Vandaag vrijdag rijden we verder naar het noorden, 245 km. Dit is een streek waar alles om hout draait. Overal wordt hout getransporteerd en liggen grote stapels hout langs de weg. De boom plantages kweken de uitheemse eucalyptus. De bomen worden dicht bij elkaar geplant. Daardoor schieten ze snel op tot dunne bomen van zes tot meer meter. Dan worden ze gekapt. Ze worden gebruikt om huizen te bouwen.
Bahir Dar is een oude stad aan de zuidelijke oever van het grootste meer Tana, van Ethiopië. De stad waar de voormalige keizer Haile Selasie heeft gewoond. De stad met de vele dertiende en veertiende eeuwse kloosters, die al in de 19de eeuw op de bucket lijst stond van de Belgen.
overal liggen gekapte boomstammen op de weg
de boomstammen worden gebruikt voor stellingen maar ook voor verdiepingen te maken
het skelet van de huizen wordt eerst gemaakt met boomstammen en daarna met leem opgevuld
Op de foto kan men zien:
links een skelet enrechts een huis dichtgesmeerd met leem
We rijden langs brede lanen met in het midden palmbomen de stad binnen.

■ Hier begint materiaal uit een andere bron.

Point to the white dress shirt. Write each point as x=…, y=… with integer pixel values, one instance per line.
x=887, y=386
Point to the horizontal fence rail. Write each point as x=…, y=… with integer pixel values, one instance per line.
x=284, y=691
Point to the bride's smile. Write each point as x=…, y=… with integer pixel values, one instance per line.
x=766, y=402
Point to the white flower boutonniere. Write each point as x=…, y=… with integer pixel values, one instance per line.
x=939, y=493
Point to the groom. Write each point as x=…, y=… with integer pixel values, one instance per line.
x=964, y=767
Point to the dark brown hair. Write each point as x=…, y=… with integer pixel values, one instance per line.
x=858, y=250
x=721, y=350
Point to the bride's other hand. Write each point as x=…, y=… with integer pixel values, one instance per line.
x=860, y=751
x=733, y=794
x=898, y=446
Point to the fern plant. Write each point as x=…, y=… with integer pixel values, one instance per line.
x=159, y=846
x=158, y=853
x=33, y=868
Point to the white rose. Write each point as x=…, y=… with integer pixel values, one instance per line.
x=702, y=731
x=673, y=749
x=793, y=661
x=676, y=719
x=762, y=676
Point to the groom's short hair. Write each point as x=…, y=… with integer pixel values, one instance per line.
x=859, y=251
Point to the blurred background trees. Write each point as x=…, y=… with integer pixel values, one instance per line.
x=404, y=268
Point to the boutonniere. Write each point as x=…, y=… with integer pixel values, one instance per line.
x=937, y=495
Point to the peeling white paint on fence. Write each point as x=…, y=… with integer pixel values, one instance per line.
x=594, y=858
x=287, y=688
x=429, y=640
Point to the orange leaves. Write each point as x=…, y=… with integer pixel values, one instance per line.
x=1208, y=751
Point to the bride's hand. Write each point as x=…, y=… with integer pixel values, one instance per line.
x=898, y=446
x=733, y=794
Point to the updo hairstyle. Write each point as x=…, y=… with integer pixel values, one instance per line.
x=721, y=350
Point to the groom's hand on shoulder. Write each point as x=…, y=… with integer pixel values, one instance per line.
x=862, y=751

Een stad met ongeveer 100.000 inwoners is een van de belangrijkste toeristische trekpleisters van Ethiopië. Tijdens de Ethiopische burgeroorlog had het derde Revolutionaire leger er zijn hoofdkwartier tot het in maart 1990 werd veroverd door het Democratisch front, een vereniging van vier partijen, dat vandaag nog de macht in handen heeft. Sindsdien heeft de stad een gestadige ontwikkeling gekend dank zij de vrije economische markt politiek.
In het hotel, recent gebouwd, is het een en al vriendelijkheid. Al het personeel blijkt goed opgeleid. Enkel het restaurant personeel is niet zo goed in Engels. Waarom we opnieuw in het frans, zoals al enkele keren in het verleden, worden aangesproken door andere hotelgasten is nog een vraagteken?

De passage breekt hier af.